Non va meglio sul fronte energia. Per la fornitura elettrica gli italiani hanno aspettato mediamente 60 giorni prima di cambiare operatore, con una perdita media di 56 euro per utenza e un impatto totale di 414 milioni di euro. Sul gas, invece, il tempo medio di attesa scende a 52 giorni, ma il costo dell’indecisione resta significativo: 62 euro per consumatore e circa 249 milioni di euro complessivi.
Perché gli italiani rimandano il cambio di fornitore
Dietro la procrastinazione economica ci sono motivazioni molto diverse. La più frequente è la difficoltà nel trovare l’offerta giusta: il 42% degli intervistati dichiara infatti di sentirsi disorientato davanti alle troppe proposte del mercato. Un altro 21% sostiene di non avere tempo sufficiente per confrontare le offerte, mentre il 15% teme di fare una scelta sbagliata. Il 9% ammette invece di avere poca conoscenza della materia. E poi ci sono i fattori psicologici. È comune preferire la situazione attuale anche quando esistono alternative più vantaggiose, perché si sopravvalutano i rischi del cambiamento e si sottovaluta il risparmio futuro. Infine, pesano le motivazioni pratiche: l’11% degli intervistati ha dichiarato di aver rimandato per vincoli contrattuali, mentre il 6% temeva procedure troppo lunghe e complicate. Infine, un 5% ha ammesso di aver semplicemente procrastinato per pigrizia.

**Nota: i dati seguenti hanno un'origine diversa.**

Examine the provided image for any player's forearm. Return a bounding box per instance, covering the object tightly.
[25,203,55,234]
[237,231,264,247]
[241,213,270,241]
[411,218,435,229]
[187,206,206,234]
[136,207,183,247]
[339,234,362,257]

Quanto si può risparmiare cambiando operatore
Secondo Facile.it nel solo settore assicurativo auto, grazie alla comparazione delle offerte, gli italiani avrebbero risparmiato complessivamente 108 milioni di euro nel 2025. Il tempismo, soprattutto in alcuni mercati, è fondamentale. Nel comparto assicurativo, ad esempio, le compagnie lanciano spesso promozioni temporanee dedicate a specifici profili di clienti. Muoversi con anticipo permette di intercettare le offerte migliori e bloccare il premio prima di eventuali aumenti. Anche per luce e gas la velocità può fare la differenza. Le tariffe energetiche cambiano frequentemente e sono fortemente influenzate dagli scenari internazionali. Chi cambia fornitore rapidamente riesce quindi non solo a risparmiare nell’immediato, ma anche a proteggersi da futuri rincari.
Come evitare il costo dell’indecisione
Il primo passo per non perdere denaro è monitorare con regolarità le principali spese domestiche, dalle polizze auto alle bollette. E farlo online non richiede più i tempi di una volta. Per le assicurazioni auto, gli esperti consigliano di iniziare a cercare alternative almeno 30 o 45 giorni prima della scadenza della polizza. Nel settore energia, invece, è utile verificare periodicamente le condizioni economiche del proprio contratto, soprattutto nei momenti di forte volatilità del mercato.